Decreasing depth nets: 7-5-5-3-3.

Results

Clip accuracy is the main metric on UCF 101 dataset.
Depth 3 network performs best among homogeneous nets.
Depth 1 (2D net) is significantly worse than others.
Depth 3 performs better than varying depth networks (gap is not much).
Increasing depth net performs slightly better than decreasing depth net.

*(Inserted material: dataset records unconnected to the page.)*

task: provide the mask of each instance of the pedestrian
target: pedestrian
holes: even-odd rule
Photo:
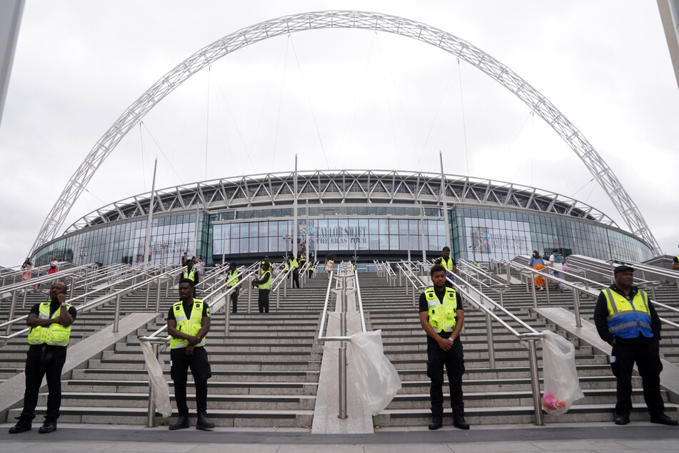
[[[49,262],[49,271],[47,272],[47,274],[54,274],[56,272],[56,268],[59,267],[59,262],[56,260],[56,257],[52,257],[52,261]]]
[[[188,406],[186,404],[186,378],[188,369],[196,386],[196,429],[214,427],[207,418],[208,379],[212,376],[205,337],[210,332],[210,307],[193,299],[192,282],[179,280],[179,302],[170,308],[167,315],[167,332],[170,334],[170,377],[174,382],[174,399],[177,402],[177,421],[169,429],[188,427]]]
[[[252,281],[252,287],[257,287],[259,292],[257,294],[257,304],[259,306],[260,313],[268,313],[268,295],[271,292],[271,272],[269,270],[271,264],[262,264],[263,273],[258,279]]]
[[[241,272],[236,269],[236,263],[231,263],[228,265],[228,272],[226,273],[226,281],[228,282],[226,286],[231,288],[237,285],[241,280],[240,275]],[[237,287],[231,293],[231,313],[238,312],[238,293],[240,291],[241,287]]]
[[[563,263],[565,262],[565,259],[559,253],[558,249],[552,250],[552,254],[549,256],[549,266],[552,268],[552,274],[558,279],[563,278]],[[563,292],[563,287],[559,282],[555,282],[554,286]]]
[[[453,282],[455,282],[455,274],[458,272],[457,263],[451,258],[451,247],[446,246],[441,250],[441,257],[435,262],[437,264],[441,264],[446,269],[446,277]],[[448,288],[453,287],[453,284],[446,281],[446,286]]]
[[[71,324],[77,314],[66,302],[69,288],[56,282],[49,289],[50,300],[31,308],[26,325],[29,332],[29,352],[26,357],[26,391],[24,410],[9,434],[30,431],[43,377],[47,377],[47,412],[45,422],[38,430],[41,434],[56,430],[61,406],[61,369],[66,362],[66,347],[71,337]]]
[[[540,254],[538,253],[537,250],[533,251],[533,256],[530,257],[530,261],[528,262],[528,266],[536,271],[540,272],[542,272],[542,270],[545,269],[545,261],[542,259],[542,257],[540,256]],[[543,277],[535,274],[533,277],[533,281],[535,282],[535,286],[538,287],[538,291],[545,290],[545,286],[547,284],[547,282],[545,282],[545,278]]]
[[[333,273],[333,269],[335,269],[335,255],[328,255],[326,257],[326,262],[323,265],[323,269],[328,272],[328,278],[330,278],[330,274]]]
[[[660,396],[660,319],[646,292],[632,286],[633,268],[618,266],[613,269],[613,277],[615,282],[599,293],[594,308],[594,323],[599,337],[613,347],[610,369],[618,379],[613,420],[615,424],[630,422],[632,370],[636,363],[651,423],[679,425],[665,414],[665,403]]]
[[[198,272],[193,269],[193,260],[189,259],[186,262],[186,269],[182,272],[181,278],[191,281],[191,287],[193,288],[193,297],[196,297],[196,286],[198,284],[201,277],[198,277]]]
[[[427,334],[427,376],[431,380],[430,429],[443,424],[443,367],[448,373],[453,426],[468,429],[464,419],[462,375],[464,356],[460,334],[464,325],[462,298],[446,286],[446,268],[435,264],[429,271],[433,287],[420,294],[420,324]]]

Spatiotemporal feature learning¶

Network architecture

Only \(3 \times 3 \times 3\) nets are used.
8 convolution layers, 5 pooling layers, two FC layers and then softmax layer.
C - P - C - P - C - C - P - C - C - P - C - C - P - FC - FC - SF.

Training setup

Sports 1M
Five random clips each 2 second long from each video
Frame size to \(128 \times 171\).
Random cropping (both spatial and temporal) to \(16 \times 112 \times 112\) size.
Horizontal flipping with 0.5 probability.
SGD with mini batch of 30 clips.
Initial learning rate: 0.003.
Divided by 2 every 150K iterations.
Optimization stopped after 1.9M iterations (13 epochs).

Results

Accuracy of 84.4% at top-5 accuracy.

C3D video descriptor

Break video into 16 frame clips with overlap of 8 frames.
Compute the output activation of final FC layer for each clip.
Average these activations over all clips.
L2-Normalize the resultant vector

What C3D learns?

Focuses on appearance in first few frames of a clip.
Tracks the salient motion in remaining frames.
Selectively attends to both motion and appearance.

Action recognition¶

Bibliography¶

[KTS+14]

(1, 2) Andrej Karpathy, George Toderici, Sanketh Shetty, Thomas Leung, Rahul Sukthankar, and Li Fei-Fei. Large-scale video classification with convolutional neural networks. In Proceedings of the IEEE conference on Computer Vision and Pattern Recognition, 1725–1732. 2014.

[TBF+15]

Du Tran, Lubomir Bourdev, Rob Fergus, Lorenzo Torresani, and Manohar Paluri. Learning spatiotemporal features with 3d convolutional networks. In Proceedings of the IEEE international conference on computer vision, 4489–4497. 2015.